Below is a link to an article:. The Grim Biology of Poverty. I would suggest a subtitle- A Strategy for Joy, Happiness, Longevity and Primary and Secondary Wealth.

http://nautil.us/issue/47/Consciousness/why-poverty-is-like-a-disease

Cell Transfiguration to Ageless Health is an Epigenic Process

Here, an HDAC3 inhibitor (histone deacetylase inhibitor) restores the acetylation of Peroxisome Proliferation–Activated Receptor and Klotho increases and protects kidneys (other tissue and organs!)

Exercise and fasting also performs this function via the action of beta hydroxybutyrate, an HDAC(3) inhibitor.

Aging methylates the Klotho promoter gene.  Hydrogen rich water or endogenous H2S can demethylate the CGG promoter site of Klotho after histone is removed by the HDAC inhibitor.  

The sequential combination action of HDAC and hydrogen turns genes on.  Aging, loss of the solubility ATP provides, may be caused by ATP loss for one of two reasons.  Protection from cell energy failure or cell solubility failure.  (Please note that pioglitazone, a peroxide proliferation gamma agonist promotes fatty acid oxidation, producing beta hydroxybutyrate and restores Klotho gene promoter switch to on.)

Beta hydroxybutyrate, unlike some HDAC inhibitors, also serves as the starvation gene set promoter which increases mitochondrial biogenesis and ATP is directly proportional to mitochondria volume. Thus cell energy and solubility increase and the cell appears to be younger.

Summary: beta hydroxybutyrate AND hydrogen turns genes back on that promote health and youthful epigenic restoration.  

Aging, inflamaging turns genes off.

Restoring gene switches to on optimally occurs when antioxidant capacity is also optimum and proteostasis is optimum.  

Therefore, sulforaphane (antioxidant capacity) and wheat germ (proteostasis) completes the transfiguration into youthful dynamic cells and in numerous species and human cells increases healthspan and lifespan by 30%!
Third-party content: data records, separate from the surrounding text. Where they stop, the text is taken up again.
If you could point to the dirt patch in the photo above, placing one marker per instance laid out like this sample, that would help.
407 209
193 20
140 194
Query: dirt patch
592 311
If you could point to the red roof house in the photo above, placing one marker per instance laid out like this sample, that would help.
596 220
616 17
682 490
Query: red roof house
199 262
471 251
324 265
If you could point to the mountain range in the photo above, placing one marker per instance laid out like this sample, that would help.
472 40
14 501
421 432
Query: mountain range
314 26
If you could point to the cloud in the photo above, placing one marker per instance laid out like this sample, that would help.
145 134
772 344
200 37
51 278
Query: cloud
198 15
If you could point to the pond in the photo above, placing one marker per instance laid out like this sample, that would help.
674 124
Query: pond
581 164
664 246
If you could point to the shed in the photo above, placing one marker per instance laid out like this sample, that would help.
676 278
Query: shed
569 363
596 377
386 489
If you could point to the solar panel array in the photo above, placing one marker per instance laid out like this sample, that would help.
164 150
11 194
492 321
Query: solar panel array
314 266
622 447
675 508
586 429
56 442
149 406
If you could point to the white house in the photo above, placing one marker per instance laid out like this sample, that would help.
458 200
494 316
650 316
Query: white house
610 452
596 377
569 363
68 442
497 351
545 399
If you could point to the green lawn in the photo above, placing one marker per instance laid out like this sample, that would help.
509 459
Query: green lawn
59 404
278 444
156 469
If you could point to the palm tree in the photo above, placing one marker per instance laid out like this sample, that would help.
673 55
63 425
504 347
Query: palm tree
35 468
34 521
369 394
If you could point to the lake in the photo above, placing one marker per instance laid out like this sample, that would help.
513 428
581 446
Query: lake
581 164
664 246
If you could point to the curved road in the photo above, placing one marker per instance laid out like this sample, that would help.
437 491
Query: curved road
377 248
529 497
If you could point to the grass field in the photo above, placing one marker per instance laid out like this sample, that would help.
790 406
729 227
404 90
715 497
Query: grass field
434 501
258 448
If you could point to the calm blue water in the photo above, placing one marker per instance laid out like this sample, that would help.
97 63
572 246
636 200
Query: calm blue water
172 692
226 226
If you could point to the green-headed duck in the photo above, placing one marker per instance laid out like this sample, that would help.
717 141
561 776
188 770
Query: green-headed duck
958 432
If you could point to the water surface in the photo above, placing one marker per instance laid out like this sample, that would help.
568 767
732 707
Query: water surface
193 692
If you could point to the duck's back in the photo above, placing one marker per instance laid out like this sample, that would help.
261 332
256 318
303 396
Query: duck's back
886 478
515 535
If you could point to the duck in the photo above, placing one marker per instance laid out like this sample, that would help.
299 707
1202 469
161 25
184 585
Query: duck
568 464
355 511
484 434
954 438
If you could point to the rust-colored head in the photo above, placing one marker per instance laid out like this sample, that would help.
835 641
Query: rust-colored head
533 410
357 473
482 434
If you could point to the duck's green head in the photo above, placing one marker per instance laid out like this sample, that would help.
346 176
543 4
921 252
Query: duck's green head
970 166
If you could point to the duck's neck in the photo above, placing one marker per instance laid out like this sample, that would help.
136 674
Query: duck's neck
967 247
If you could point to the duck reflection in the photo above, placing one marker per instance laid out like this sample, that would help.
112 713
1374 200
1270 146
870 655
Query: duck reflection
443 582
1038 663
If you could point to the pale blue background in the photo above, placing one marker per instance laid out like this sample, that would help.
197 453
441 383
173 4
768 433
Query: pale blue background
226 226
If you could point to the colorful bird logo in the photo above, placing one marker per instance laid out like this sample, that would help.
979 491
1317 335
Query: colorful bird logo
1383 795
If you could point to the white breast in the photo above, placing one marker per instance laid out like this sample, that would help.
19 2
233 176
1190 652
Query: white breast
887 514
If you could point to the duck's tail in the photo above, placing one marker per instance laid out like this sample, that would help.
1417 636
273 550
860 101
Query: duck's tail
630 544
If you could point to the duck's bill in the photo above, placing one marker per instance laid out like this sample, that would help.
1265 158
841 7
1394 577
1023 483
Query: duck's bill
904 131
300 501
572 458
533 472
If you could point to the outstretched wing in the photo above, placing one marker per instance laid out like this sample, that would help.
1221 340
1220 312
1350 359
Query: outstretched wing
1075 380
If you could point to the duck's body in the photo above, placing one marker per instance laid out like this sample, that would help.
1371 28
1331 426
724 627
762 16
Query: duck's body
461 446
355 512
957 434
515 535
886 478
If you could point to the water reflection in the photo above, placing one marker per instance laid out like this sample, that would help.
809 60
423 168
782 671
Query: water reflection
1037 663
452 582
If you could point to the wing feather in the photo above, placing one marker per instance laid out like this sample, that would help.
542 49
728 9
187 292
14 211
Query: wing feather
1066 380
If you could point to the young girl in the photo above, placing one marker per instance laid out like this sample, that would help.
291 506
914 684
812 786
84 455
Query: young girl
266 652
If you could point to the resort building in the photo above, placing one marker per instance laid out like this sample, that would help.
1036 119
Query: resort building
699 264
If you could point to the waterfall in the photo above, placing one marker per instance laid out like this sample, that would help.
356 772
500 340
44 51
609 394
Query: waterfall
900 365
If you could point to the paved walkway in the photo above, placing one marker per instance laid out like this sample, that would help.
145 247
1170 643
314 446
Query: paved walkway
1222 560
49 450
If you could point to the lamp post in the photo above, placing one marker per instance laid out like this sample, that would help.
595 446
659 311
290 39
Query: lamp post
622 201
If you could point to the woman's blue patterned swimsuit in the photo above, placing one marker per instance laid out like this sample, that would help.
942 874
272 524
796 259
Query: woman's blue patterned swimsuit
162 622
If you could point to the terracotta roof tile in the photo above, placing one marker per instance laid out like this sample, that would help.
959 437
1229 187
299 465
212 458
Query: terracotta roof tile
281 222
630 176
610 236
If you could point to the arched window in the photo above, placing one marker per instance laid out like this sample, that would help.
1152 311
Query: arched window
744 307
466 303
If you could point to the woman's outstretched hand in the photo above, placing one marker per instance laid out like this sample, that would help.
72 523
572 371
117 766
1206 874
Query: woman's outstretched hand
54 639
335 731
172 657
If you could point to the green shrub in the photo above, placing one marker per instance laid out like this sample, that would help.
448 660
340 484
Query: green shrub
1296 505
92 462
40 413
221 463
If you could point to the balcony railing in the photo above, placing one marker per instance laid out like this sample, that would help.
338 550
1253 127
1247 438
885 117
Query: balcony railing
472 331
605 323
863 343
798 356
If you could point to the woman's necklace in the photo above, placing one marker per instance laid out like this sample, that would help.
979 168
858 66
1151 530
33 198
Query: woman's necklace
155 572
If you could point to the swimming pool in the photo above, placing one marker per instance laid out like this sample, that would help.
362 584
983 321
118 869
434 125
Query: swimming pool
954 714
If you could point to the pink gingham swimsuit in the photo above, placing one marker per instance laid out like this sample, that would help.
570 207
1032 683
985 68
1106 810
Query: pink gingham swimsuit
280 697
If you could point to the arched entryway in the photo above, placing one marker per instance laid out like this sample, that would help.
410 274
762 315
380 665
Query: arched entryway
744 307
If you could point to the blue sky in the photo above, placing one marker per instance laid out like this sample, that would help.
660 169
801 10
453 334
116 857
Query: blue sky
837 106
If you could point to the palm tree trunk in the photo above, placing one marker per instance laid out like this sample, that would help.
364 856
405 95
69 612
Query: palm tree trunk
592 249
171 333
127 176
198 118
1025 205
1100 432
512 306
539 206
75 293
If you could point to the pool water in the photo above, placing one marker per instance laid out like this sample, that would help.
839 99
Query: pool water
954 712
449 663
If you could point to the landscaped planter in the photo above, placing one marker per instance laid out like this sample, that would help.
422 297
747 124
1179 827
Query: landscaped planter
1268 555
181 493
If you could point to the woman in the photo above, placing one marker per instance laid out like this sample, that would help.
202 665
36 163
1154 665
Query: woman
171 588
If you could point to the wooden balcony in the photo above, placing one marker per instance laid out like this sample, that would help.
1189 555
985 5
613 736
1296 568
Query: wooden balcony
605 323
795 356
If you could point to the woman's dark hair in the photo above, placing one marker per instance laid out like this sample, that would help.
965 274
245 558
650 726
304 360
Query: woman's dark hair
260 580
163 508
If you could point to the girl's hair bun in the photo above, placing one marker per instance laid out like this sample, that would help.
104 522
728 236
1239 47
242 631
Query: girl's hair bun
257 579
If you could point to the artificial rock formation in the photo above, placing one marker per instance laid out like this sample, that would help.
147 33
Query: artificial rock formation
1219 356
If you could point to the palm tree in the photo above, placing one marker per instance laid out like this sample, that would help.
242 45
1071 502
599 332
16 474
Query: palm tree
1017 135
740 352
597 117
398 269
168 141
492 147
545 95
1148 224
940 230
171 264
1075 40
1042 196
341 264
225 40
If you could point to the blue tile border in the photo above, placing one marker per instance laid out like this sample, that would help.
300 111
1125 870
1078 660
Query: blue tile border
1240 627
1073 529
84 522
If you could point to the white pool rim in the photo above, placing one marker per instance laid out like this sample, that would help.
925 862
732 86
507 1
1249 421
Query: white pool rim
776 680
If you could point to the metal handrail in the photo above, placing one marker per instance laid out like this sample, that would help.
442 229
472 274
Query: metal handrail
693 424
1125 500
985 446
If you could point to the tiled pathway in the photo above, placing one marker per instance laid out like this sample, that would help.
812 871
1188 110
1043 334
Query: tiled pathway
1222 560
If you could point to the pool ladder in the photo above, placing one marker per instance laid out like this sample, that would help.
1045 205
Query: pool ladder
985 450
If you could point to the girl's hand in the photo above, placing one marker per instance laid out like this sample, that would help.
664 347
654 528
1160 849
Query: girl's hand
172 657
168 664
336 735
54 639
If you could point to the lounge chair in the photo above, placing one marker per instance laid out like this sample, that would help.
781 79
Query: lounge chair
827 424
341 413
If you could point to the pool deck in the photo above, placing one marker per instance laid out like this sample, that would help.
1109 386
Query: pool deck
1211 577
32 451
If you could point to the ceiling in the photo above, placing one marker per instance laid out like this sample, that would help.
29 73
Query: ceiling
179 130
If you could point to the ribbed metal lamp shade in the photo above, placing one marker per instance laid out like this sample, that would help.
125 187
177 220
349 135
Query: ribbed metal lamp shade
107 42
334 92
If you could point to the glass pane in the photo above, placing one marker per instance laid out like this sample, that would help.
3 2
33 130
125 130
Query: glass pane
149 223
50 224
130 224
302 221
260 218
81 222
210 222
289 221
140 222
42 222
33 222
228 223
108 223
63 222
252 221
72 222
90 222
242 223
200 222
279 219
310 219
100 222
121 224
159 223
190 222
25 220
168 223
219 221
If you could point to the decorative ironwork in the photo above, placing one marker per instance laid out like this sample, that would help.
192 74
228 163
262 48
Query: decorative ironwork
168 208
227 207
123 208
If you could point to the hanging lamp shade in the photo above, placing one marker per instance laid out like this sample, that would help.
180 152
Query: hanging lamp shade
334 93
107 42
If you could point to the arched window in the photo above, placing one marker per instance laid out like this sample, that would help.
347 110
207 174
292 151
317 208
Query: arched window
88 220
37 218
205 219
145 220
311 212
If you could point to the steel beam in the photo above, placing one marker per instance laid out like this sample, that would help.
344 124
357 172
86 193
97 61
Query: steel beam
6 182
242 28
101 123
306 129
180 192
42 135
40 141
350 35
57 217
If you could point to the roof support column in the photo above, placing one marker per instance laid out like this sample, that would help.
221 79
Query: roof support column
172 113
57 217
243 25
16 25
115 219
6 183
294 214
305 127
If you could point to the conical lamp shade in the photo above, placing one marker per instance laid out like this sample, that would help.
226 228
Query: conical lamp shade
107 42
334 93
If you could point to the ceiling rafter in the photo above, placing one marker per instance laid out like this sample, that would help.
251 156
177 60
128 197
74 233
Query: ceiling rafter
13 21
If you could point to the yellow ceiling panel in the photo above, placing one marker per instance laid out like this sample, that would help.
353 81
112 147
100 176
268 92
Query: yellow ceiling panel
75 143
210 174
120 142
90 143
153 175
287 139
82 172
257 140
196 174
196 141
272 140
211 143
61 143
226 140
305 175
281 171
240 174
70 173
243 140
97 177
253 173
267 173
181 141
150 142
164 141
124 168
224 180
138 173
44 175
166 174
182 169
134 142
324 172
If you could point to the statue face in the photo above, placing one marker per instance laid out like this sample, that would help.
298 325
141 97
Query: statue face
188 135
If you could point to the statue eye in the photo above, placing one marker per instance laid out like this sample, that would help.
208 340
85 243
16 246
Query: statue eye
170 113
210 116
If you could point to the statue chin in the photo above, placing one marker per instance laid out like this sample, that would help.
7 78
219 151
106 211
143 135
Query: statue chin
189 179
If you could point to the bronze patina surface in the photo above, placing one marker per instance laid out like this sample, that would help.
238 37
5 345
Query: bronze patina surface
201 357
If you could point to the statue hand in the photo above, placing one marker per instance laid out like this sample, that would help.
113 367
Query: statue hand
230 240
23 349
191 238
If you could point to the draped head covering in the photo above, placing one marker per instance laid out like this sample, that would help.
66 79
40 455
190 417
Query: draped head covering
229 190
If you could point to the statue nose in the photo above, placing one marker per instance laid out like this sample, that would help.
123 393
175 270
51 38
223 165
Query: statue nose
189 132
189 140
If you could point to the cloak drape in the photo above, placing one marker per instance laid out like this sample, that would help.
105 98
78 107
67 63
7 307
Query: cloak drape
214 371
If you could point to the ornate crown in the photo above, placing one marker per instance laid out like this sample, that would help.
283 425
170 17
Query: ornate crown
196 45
Beta hydroxybutyrate is downstream of Peroxisome Proliferation–Activated Receptor γ and had a direct effect that is also provided by sodium butyrate which is 3% of butter.  The French version of the Mediterranean diet before Paula Dean is full of this HDAC inhibitor!

http://www.sciencedirect.com/science/article/pii/S0085253817301588

Klotho restoration via acetylation of Peroxisome Proliferation–Activated Receptor γ reduces the progression of chronic kidney disease

Klotho is an anti-aging protein mainly expressed in the kidney. Reduced Klotho (1) expression closely correlates with the development and progression of chronic kidney disease (CKD). Klotho is also a downstream gene of Peroxisome Proliferation–Activated Receptor γ (PPARγ), a major transcription factor whose functions are significantly affected by post-translational modifications including acetylation. However, whether PPARγ acetylation regulates renal Klotho expression and function in CKD is unknown. Here we test whether renal damage and reduced Klotho expression in the adenine CKD mouse model can be attenuated by the pan histone deacetylase (HDAC) inhibitor trichostatin A. This inhibition up-regulated Klotho mainly through an enhancement of PPARγ acetylation, stimulation of PPARγ binding to Klotho promoter, and PPARγ-dependent increase in Klotho transcription, with a substantial control of the regulation occurring via PPARγ acetylations on K240 and K265. Consistently trichostatin A–induced reversal of Klotho loss and renoprotective effects were abrogated in PPARγ knockout mice, supporting that PPARγ is an essential acetylation target for Klotho restoration and renal protection. Intriguingly, the kidneys of adenine-fed CKD mice displayed deregulated HDAC3 up-regulation. Selective HDAC3 inhibition effectively alleviated Klotho loss and kidney injury, whereas the protective effects were largely abolished when Klotho was knocked down by siRNA, suggesting that aberrant HDAC3 and Klotho loss are crucial components involved in the renal damage of mice with CKD. Our study identified an important signaling cascade and key components contributing to the pathogenesis of CKD. Thus, targeting Klotho loss by HDAC3 inhibition has promising therapeutic potential for the reduction of CKD progression.